Vernacular vs Everyday Writing and Tombstones



            Vernacular writing is very distinct and specific to a community. It is what makes up daily conversations and even slang that may exist in a community. Outsiders may not understand the vernacular language and may be excluded from certain parts of vernacular writing in a community. Vernacular writing may not have an important purpose and may just be the language spoken in conversation but can also be important as well. Everyday writing, however, is more general and accessible by more individuals. It can be easily understood and does not discriminate from people in a specific community.  Everyday writing is influenced by a need for change, or exigency, and is carried out by an audience who actually makes the change that a rhetor wanted. Vernacular and everyday writing both have an important role in the lives of people because they both make up how we communicate. They both work to help people prove a point or have a conversation.

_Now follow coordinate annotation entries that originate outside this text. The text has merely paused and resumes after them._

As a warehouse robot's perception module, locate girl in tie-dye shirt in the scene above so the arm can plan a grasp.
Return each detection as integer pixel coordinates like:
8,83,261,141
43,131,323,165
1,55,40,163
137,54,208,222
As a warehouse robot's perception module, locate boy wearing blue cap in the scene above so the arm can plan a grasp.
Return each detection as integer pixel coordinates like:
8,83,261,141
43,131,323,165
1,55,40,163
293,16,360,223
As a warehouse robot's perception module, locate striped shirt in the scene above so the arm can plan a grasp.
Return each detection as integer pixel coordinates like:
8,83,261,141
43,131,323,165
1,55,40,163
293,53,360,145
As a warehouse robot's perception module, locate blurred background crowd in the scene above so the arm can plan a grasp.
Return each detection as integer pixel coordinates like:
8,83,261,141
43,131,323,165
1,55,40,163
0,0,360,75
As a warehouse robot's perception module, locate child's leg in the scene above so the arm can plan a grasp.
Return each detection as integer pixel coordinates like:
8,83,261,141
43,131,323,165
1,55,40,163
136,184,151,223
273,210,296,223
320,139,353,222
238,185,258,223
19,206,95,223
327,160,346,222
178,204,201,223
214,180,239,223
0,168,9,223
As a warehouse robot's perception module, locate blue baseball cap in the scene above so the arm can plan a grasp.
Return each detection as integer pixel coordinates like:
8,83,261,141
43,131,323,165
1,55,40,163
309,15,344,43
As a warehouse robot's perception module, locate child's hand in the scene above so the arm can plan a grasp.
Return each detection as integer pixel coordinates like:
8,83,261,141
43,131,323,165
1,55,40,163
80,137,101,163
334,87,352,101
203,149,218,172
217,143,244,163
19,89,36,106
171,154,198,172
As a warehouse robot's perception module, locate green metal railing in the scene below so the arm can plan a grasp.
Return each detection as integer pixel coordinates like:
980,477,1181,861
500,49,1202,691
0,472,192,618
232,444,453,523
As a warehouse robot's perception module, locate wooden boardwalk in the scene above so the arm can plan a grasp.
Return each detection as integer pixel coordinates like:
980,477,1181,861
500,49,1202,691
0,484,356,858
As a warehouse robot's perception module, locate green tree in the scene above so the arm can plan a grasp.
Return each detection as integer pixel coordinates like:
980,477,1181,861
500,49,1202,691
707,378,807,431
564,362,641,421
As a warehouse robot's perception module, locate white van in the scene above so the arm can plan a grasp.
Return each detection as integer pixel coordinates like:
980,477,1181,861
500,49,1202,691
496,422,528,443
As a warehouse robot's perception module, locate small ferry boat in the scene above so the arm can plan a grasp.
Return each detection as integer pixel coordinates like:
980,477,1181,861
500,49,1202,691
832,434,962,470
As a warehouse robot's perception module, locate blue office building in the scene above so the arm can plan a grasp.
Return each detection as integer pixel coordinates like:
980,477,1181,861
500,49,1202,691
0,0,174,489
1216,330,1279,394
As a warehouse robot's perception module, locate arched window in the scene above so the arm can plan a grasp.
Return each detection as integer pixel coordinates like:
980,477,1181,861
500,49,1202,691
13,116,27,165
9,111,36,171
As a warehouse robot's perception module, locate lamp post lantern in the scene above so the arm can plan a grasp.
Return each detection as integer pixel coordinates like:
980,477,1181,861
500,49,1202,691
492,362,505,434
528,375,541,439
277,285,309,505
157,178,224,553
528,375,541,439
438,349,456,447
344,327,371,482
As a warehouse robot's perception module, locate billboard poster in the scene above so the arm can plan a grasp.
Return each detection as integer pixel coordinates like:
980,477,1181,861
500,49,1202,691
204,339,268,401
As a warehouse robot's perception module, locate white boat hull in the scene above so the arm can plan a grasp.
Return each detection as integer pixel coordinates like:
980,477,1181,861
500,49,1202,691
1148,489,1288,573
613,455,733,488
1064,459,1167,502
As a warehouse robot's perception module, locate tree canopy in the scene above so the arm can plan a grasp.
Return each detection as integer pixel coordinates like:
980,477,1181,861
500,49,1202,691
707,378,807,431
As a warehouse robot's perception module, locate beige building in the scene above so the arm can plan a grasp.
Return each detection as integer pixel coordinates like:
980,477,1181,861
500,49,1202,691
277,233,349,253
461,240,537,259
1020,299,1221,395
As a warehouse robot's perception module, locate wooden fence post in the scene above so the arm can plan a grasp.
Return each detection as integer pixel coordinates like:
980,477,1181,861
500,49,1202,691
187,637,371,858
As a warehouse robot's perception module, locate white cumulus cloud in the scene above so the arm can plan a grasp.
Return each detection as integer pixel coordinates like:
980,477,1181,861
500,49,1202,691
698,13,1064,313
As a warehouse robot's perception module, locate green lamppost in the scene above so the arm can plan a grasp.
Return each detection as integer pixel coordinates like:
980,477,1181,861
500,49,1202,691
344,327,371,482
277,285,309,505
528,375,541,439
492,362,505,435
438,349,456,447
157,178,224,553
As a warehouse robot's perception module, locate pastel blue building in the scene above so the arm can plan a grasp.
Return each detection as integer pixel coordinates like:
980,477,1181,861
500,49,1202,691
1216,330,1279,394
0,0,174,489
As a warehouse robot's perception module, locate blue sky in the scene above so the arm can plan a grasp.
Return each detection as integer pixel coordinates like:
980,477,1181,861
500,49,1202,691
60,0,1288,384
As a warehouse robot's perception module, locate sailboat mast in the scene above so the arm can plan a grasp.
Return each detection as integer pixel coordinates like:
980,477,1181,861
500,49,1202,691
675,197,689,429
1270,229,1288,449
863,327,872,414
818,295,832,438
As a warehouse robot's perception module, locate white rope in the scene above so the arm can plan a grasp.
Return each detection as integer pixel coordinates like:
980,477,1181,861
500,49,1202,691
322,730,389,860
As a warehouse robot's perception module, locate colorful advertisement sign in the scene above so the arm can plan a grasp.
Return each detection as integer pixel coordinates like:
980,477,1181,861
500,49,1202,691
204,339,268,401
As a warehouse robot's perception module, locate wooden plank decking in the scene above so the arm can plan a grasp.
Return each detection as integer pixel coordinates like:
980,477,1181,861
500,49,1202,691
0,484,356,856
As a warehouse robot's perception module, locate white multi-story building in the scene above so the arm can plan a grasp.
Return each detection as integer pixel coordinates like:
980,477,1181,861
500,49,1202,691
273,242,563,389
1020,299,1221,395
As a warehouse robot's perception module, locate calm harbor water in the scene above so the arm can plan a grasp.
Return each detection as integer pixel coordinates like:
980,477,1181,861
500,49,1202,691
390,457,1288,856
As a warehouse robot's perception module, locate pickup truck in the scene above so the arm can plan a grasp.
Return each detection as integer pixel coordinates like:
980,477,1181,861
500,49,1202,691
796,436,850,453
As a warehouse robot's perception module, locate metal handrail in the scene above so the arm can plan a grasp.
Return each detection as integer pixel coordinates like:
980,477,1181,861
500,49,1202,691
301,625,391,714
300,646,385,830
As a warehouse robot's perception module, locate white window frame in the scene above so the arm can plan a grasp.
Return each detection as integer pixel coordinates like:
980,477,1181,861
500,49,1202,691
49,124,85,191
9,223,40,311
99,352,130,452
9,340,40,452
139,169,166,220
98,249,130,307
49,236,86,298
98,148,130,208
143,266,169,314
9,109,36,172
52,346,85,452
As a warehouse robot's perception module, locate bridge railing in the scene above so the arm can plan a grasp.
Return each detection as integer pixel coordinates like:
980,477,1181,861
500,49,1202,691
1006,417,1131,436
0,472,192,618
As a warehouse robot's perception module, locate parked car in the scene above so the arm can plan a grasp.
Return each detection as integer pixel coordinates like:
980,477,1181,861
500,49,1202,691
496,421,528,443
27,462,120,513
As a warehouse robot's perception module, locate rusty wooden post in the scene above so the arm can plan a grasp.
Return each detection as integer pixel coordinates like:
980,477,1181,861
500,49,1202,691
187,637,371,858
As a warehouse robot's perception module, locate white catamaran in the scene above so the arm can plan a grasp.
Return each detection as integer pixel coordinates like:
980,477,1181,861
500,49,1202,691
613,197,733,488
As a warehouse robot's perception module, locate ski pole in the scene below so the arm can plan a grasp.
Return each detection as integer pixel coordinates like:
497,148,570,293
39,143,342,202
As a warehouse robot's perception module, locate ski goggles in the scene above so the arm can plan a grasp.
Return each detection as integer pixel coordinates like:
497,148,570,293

Vernacular writing and everyday writing both have audiences that are needed for the writing to be effective. Tombstones have the characteristics of vernacular writing. They are specific to a certain community in format, design, and language actually used on the tombstone. The way a community wants a person to be represented after death says a lot about the culture and practices of a certain society and may mean something different in another community where the practices differ and different wording on tombstones mean different things. Every culture has a different way of writing the text on the tombstone and how they are presented, therefore making it distinct for a certain community and more like vernacular writing than everyday writing.